Étant donnés la nature détaillée des dispositions transitoires et le nombre de possibilités dans tout projet donné, les avocats feraient bien de respecter les délais les plus conservateurs en matière de privilège de l’ancienne Loi sur le privilège dans l’industrie de la construction, de conseiller à leurs clients d’exercer tôt et souvent leur droit à l’information en vertu de l’article 39, et de chercher les conseils d’experts en droit de la construction lorsque nécessaire.

Les délais de paiement légaux pour payer les entrepreneurs et les sous-traitants

L’une des caractéristiques principales de la nouvelle Loi sur la construction concerne l’introduction de délais de « paiement rapide » pour que les propriétaires paient les entrepreneurs et que les entrepreneurs paient les sous-traitants. Le paiement rapide vise à raccourcir l’échéancier des paiements pour les intervenants du monde de la construction. Les factures d’entrepreneurs ne peuvent plus être conditionnelles à l’approbation d’un propriétaire ou à la certification par une personne qui autorise le paiement. De façon similaire, le paiement des factures d’un sous-traitant ne peut être conditionnel à l’approbation d’un entrepreneur ou d’une personne qui autorise le paiement.

Les délais pour payer les entrepreneurs et les sous-traitants ont plutôt été imposés dans la Loi sur la construction et sont déclenchés à la livraison d’une « facture en bonne et due forme » définie dans la Loi. D’autres exigences pour une « facture en bonne et due forme » peuvent faire l’objet d’un accord entre les parties d’un contrat de construction tant que ces exigences s’harmonisent avec la Loi.

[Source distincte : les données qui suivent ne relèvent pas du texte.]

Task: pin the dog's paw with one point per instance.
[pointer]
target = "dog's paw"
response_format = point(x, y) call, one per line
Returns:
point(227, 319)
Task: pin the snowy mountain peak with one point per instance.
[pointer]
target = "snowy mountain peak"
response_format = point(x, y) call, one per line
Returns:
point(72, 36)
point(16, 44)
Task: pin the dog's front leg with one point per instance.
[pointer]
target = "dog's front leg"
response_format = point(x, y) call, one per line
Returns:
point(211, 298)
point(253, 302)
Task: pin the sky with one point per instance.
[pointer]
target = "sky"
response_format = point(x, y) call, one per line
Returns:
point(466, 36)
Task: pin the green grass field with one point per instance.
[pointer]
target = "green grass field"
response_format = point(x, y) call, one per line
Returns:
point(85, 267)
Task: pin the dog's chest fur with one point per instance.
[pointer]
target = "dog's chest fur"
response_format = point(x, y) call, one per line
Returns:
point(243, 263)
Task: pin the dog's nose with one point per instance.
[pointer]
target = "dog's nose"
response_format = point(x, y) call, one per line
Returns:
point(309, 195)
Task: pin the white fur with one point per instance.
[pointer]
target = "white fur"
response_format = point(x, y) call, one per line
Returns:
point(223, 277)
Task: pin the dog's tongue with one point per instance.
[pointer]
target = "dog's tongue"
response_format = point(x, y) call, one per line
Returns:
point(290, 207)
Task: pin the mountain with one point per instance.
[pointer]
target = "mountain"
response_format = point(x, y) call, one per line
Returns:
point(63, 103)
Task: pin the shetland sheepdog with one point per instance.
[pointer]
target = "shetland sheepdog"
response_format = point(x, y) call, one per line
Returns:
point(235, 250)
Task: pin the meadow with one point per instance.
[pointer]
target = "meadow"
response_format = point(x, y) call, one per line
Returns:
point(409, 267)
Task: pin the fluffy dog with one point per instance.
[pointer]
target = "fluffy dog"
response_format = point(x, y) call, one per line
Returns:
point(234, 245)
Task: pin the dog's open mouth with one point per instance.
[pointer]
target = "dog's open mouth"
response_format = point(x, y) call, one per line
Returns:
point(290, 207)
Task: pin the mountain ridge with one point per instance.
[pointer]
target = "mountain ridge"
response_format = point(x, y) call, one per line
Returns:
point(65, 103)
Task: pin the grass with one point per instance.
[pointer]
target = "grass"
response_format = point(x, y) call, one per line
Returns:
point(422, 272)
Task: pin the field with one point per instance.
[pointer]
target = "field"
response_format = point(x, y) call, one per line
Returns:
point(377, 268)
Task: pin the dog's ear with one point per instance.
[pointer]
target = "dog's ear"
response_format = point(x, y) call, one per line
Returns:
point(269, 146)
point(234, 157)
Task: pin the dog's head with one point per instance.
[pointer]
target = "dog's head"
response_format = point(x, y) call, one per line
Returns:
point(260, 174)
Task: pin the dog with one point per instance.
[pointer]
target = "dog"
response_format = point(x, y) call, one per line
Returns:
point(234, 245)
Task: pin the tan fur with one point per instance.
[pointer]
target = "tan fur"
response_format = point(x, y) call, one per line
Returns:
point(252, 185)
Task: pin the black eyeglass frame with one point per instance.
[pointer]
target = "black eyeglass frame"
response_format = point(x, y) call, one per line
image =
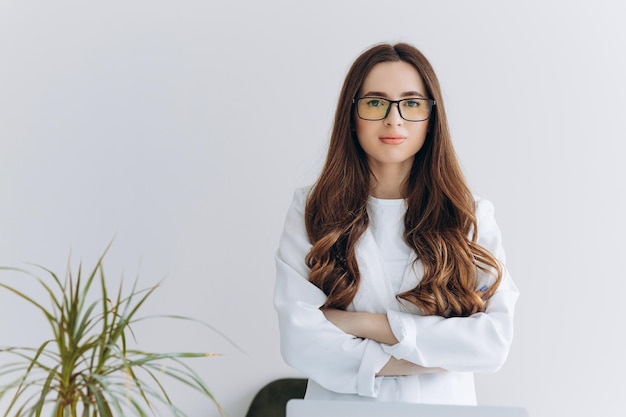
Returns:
point(431, 103)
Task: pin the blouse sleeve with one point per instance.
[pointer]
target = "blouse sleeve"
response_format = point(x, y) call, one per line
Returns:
point(309, 342)
point(478, 343)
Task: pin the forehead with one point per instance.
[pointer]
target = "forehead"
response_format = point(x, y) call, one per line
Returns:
point(393, 78)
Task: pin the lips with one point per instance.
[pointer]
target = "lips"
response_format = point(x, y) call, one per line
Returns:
point(392, 139)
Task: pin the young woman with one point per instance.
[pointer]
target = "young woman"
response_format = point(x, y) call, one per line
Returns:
point(391, 282)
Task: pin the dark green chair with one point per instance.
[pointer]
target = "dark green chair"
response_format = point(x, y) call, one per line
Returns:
point(271, 400)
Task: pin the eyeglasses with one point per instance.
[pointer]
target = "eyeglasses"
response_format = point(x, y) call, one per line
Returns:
point(411, 109)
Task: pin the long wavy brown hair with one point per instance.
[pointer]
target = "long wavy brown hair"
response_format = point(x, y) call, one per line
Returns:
point(440, 222)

Il en résulte qu’il est peu probable que les dispositions « paiement sur paiement », qui subordonnent le paiement aux intervenants de moindre rang à la réception du paiement des échelons supérieurs de la hiérarchie de construction, soient conformes à la nouvelle Loi.

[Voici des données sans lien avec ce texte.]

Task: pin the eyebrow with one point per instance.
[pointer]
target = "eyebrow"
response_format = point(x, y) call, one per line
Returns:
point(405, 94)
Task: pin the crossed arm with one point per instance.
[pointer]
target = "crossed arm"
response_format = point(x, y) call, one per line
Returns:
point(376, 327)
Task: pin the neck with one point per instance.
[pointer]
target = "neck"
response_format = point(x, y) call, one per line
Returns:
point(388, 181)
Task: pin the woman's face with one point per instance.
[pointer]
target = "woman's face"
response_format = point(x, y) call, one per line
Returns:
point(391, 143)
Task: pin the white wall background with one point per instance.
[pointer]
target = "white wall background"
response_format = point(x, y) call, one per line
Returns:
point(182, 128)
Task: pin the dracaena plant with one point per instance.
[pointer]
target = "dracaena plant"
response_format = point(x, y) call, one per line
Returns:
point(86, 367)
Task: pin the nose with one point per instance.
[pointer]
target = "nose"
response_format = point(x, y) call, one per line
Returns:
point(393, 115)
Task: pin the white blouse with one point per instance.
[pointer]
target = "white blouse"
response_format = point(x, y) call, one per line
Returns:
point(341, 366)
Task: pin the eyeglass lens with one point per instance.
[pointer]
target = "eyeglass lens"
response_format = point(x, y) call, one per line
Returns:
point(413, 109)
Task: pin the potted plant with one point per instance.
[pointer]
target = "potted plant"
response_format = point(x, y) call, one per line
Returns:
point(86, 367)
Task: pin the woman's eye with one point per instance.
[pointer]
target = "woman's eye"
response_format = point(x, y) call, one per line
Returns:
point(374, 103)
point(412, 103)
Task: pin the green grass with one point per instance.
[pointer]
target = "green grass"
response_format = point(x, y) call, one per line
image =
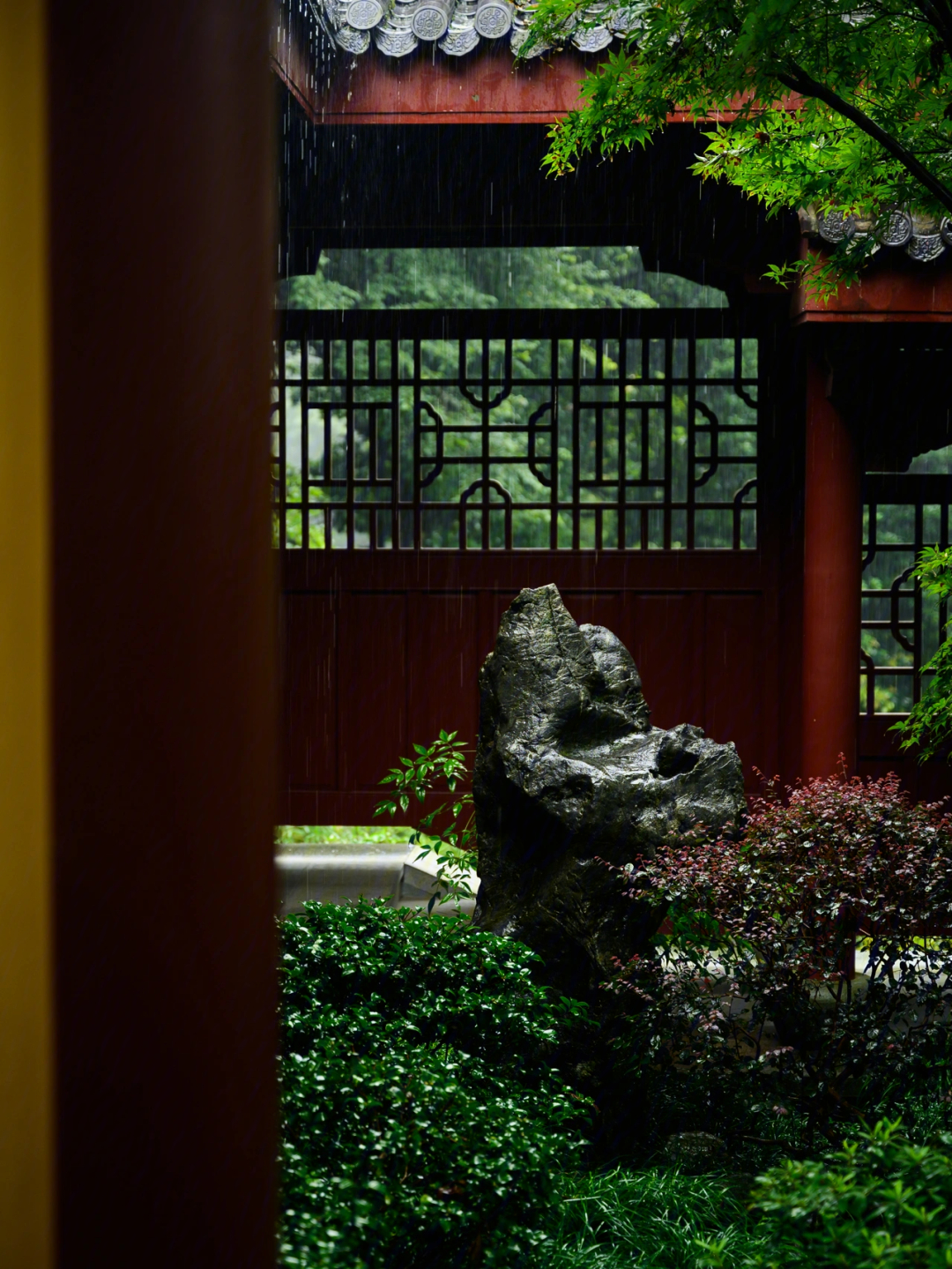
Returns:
point(650, 1220)
point(318, 834)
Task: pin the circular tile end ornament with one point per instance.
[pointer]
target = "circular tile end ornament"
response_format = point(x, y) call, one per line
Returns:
point(364, 14)
point(926, 248)
point(353, 41)
point(457, 43)
point(494, 18)
point(592, 40)
point(834, 226)
point(430, 20)
point(894, 228)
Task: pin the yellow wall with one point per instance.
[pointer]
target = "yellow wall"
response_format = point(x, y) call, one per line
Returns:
point(26, 1028)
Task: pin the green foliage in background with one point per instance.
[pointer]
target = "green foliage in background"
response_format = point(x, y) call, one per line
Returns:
point(552, 277)
point(844, 106)
point(610, 277)
point(424, 1122)
point(928, 728)
point(880, 1201)
point(446, 830)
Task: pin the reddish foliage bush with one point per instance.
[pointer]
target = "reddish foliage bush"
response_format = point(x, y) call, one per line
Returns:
point(757, 974)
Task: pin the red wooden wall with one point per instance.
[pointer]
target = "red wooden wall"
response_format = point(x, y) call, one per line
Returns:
point(383, 649)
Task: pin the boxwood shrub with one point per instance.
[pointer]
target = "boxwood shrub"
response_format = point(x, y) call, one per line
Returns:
point(424, 1122)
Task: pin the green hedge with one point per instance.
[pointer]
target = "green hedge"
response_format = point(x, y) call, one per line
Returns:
point(424, 1121)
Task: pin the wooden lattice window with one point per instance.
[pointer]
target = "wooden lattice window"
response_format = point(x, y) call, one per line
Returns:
point(631, 429)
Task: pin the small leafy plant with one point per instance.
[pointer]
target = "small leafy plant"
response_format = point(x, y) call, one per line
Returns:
point(755, 986)
point(449, 829)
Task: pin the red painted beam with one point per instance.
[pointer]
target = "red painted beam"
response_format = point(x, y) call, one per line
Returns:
point(832, 554)
point(891, 288)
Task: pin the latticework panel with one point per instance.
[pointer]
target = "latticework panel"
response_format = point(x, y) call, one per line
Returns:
point(541, 429)
point(902, 627)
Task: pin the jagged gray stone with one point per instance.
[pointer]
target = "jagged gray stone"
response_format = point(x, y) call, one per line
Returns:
point(569, 768)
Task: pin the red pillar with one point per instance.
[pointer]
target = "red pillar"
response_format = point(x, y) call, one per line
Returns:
point(164, 737)
point(832, 555)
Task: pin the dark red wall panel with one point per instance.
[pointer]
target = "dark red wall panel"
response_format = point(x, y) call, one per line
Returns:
point(404, 636)
point(666, 645)
point(734, 676)
point(311, 690)
point(372, 647)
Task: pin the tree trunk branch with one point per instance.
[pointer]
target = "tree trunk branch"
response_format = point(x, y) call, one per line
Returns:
point(800, 81)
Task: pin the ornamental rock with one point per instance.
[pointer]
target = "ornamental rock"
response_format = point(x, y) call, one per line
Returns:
point(569, 772)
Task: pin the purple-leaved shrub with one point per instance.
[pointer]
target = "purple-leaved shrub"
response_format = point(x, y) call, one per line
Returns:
point(755, 986)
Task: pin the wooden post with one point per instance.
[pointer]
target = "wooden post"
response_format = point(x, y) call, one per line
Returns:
point(26, 839)
point(161, 182)
point(832, 558)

En vertu de la phase 2 de la Loi sur la construction, les propriétaires paient les entrepreneurs au plus tard 28 jours après avoir reçu une « facture en bonne et due forme ». Les entrepreneurs doivent à leur tour payer les sous-traitants au plus tard 35 jours après la livraison de la « facture en bonne et due forme » pertinente. Sept jours additionnels sont ajoutés pour chaque échelon de sous-traitant inférieur dans la hiérarchie de l’approvisionnement. Les sous-traitants et les fournisseurs peuvent souhaiter ajouter des exigences contractuelles afin d’être informés lorsqu’une « facture en bonne et due forme » est remise pour pouvoir calculer les délais pertinents en matière de conformité à la Loi sur la construction.

Si les propriétaires, les entrepreneurs ou les sous-traitants contestent une facture en totalité ou en partie, ils doivent signifier, dans un délai très court, un « avis de non-paiement » à la partie qui a remis la facture en question, comme suit :

  • Le propriétaire doit signifier un avis de non-paiement au plus tard 14 jours après avoir reçu une « facture en bonne et due forme ».
  • L’entrepreneur doit signifier un avis de non-paiement au plus tard 35 jours après avoir remis une « facture en bonne et due forme ».
  • Le sous-traitant a sept jours additionnels pour signifier un avis de non-paiement au corps de métier inférieur pour chaque sous-niveau (p. ex., 42 jours pour un sous-traitant de niveau 1, 49 jours pour un sous-traitant de niveau 2, ainsi de suite).

La signification d’un avis de non-paiement force une partie à soumettre la question à l’arbitrage intérimaire pour que le différend soit tranché. L’obligation est d’entreprendre un arbitrage 21 jours après la remise de l’avis de non-paiement. Les avocats feraient bien de se souvenir que les parties continuent d’avoir des privilèges en vertu de la nouvelle Loi sur la construction. Les privilèges devraient être enregistrés et exercés parallèlement au paiement rapide et au processus d’arbitrage intérimaire pour éviter leur expiration prématurée.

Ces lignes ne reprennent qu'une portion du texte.